Reverse Engineering FaceTime (Part 0): The Link Is Not The Room
The first mistake I made was treating a FaceTime link like a room URL.
That mental model works for a lot of web calling products. There is a room identifier somewhere in the path, a signaling server behind it, and the page becomes the main client. FaceTime links behaved differently. The browser had media APIs, yes, but the browser did not look authoritative. It could present a name, knock, wait, and later become active. It could not decide that it had joined.
Apple publicly documents that FaceTime links let non-Apple users join from a browser, while an Apple user creates/hosts the call from FaceTime.1 That product statement was the first useful constraint. It told me the web guest is intentionally weaker than the native host. The reverse engineering question became: what machinery exists between a browser tab and a native FaceTime conversation?
First observation: WebRTC was only the bottom layer
I started with the obvious assumption: web participant means WebRTC participant. That is true, but it was not explanatory. WebRTC gives the browser APIs for capture, RTP, ICE, codecs, data channels, and peer connections.4 It does not define FaceTime links, host approval, Apple identity routing, push-like signaling, media-key rolling, or the waiting room.
The architecture I started with was too flat:
browser link
-> signaling websocket
-> WebRTC negotiation
-> mediaThe architecture I ended with was layered:
FaceTime link / conversation handle
-> native host authority
-> IDS-flavoured identity + routing
-> WebCourier delivery channel
-> LetMeIn admission state
-> Quick Relay allocation
-> stream subscription
-> SFrame-protected encoded mediaThat second diagram is still a simplification, but it preserves the important boundaries. Each layer has different vocabulary and different failure modes.
| Thing I expected | Thing I found instead |
|---|---|
| The link directly identifies a room. | The link resolves into conversation/link material that still requires admission. |
| The browser joins when it opens the URL. | The browser asks to be let in and waits for native approval. |
| Signaling is one app-specific socket. | Delivery is split across IDS-style web registration/query and WebCourier. |
| Relay allocation equals admission. | Admission and Quick Relay allocation are separate stages. |
| Encryption is just WebRTC DTLS/SRTP. | Encoded media also goes through an SFrame worker with MKM recovery semantics. |
This is the point where the project became less about “can I make a call?” and more about “where does each piece of authority live?”

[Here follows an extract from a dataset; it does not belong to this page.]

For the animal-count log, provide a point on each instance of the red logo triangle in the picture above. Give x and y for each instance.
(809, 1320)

FaceTime link as a capability, not a room
A room URL typically has ambient authority. If you have the URL, you can join, or at least you can join after a simple server-side check. FaceTime links felt closer to a capability to request participation. The browser can present link-derived material to the system, but the native side still controls whether that request becomes a participant.

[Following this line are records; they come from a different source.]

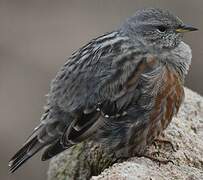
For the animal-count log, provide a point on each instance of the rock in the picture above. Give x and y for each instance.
(86, 160)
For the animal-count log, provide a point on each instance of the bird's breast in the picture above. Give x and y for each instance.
(167, 103)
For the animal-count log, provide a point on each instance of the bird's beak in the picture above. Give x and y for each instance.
(185, 28)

The web runtime later made this less hand-wavy. Conversation-shaped structures contained fields that made the link part of a larger object graph:
Conversation {
version: uint32
members[]
message
messagesGroupUUIDString
messagesGroupName
video: bool
providerIdentifier: string
lightweightMembers[]
participantAssociation
avMode
}
ConversationMessage {
type: int32
activeParticipants[]
conversationGroupUUIDString
link: ConversationLink
isLetMeInApproved: bool
encryptedMessage
letMeInDelegationHandle
letMeInDelegationUUID
unicastConnectorBlob: bytes
guestModeEnabled: bool
}The field names are the story. link is embedded in conversation messaging. isLetMeInApproved exists as a separate boolean. activeParticipants is separate from the presence of a link. unicastConnectorBlob hints at separate connector material. A link is not enough to imply active participation.

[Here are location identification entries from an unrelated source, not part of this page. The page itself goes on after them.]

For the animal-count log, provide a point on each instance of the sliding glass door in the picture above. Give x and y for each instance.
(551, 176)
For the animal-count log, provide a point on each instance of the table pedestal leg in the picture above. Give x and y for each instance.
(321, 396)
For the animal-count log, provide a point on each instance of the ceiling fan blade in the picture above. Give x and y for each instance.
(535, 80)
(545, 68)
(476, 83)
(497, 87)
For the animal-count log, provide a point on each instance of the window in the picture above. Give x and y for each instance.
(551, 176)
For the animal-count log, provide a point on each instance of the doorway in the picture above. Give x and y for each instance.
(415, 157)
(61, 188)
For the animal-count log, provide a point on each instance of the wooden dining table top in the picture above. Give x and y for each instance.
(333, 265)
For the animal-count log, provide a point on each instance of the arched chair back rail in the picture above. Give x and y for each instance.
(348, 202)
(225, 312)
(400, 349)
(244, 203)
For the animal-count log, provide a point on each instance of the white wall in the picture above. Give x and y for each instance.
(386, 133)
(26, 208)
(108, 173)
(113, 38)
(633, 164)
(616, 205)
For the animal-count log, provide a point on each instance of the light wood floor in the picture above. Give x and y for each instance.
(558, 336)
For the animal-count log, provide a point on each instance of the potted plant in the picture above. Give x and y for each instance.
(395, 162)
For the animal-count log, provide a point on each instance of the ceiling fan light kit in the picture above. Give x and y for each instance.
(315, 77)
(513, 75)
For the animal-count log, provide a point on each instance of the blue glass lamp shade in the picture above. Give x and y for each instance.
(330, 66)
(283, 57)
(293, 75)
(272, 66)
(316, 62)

The first state machine I wrote down
Before I had the enum names, I wrote the browser behavior as a small state machine based only on UI and host-visible changes.
OPENED_LINK
-> NAME_COLLECTED
-> KNOCK_SENT
-> WAITING_FOR_HOST
-> { APPROVED | DENIED | CANCELLED | FAILED }
-> if APPROVED: MEDIA_SETUPThat model was useful because it forced me to avoid collapsing “waiting” and “joining” into the same state. Later, the runtime gave the actual vocabulary:
LetMeInState:
PENDING = 0
REQUESTING = 1
FAILED = 2
CANCELLED = 3
ALLOWED = 4
DONE = 5
DENIED = 6
LetMeInResult:
CANCELLED = 0
ALLOWED = 1
DENIED = 2That matched the early model surprisingly well. ALLOWED and DONE being separate is important. An approval decision exists before all downstream media/key/relay work is complete.
Why FaceTime architecture felt different
Most browser-first video products centralize around a web backend that owns the meeting. FaceTime felt like the browser had to be projected into a native Apple conversation system without becoming a normal native device. That creates weird seams.
| Seam | What it implied while reversing |
|---|---|
| Native host approval | The Mac/iPhone side is authoritative for admission. Browser-only experiments cannot bypass that boundary. |
| IDS-like vocabulary in web code | The browser gets a constrained web projection of Apple identity/routing, not just a generic room socket. |
| WebCourier delivery | The browser needs push-like asynchronous signaling even though it is not an APNs client. |
| Quick Relay | Media allocation and relay state are separated from waiting-room approval. |
| SFrame worker | Media security is implemented at the encoded-frame boundary, not only by treating the relay as trusted. |
This is also why the project was fun for me. I already had background in WebRTC and protocols, so I kept expecting familiar shapes. FaceTime kept giving me familiar pieces in unfamiliar places. WebRTC was there, but wrapped in Apple identity, native call authority, relay allocation, and frame-level encryption machinery.
Working rule for the rest of the series
The rest of the reversing followed one rule: do not trust the UI name for a state until I can map it to a protocol artifact. “Waiting” had to map to LetMeInState. “Joined” had to map to participant activation and relay/media setup. “Bad link” had to map to a result/error family. “No media” had to be split between allocation, downlink subscription, AVC blob availability, and MKM decryption.
That is why Part 1 moves into the native host boundary and Part 2 moves into the web runtime. The product was clean. The protocol was layered. The only way to understand FaceTime was to keep those layers separate.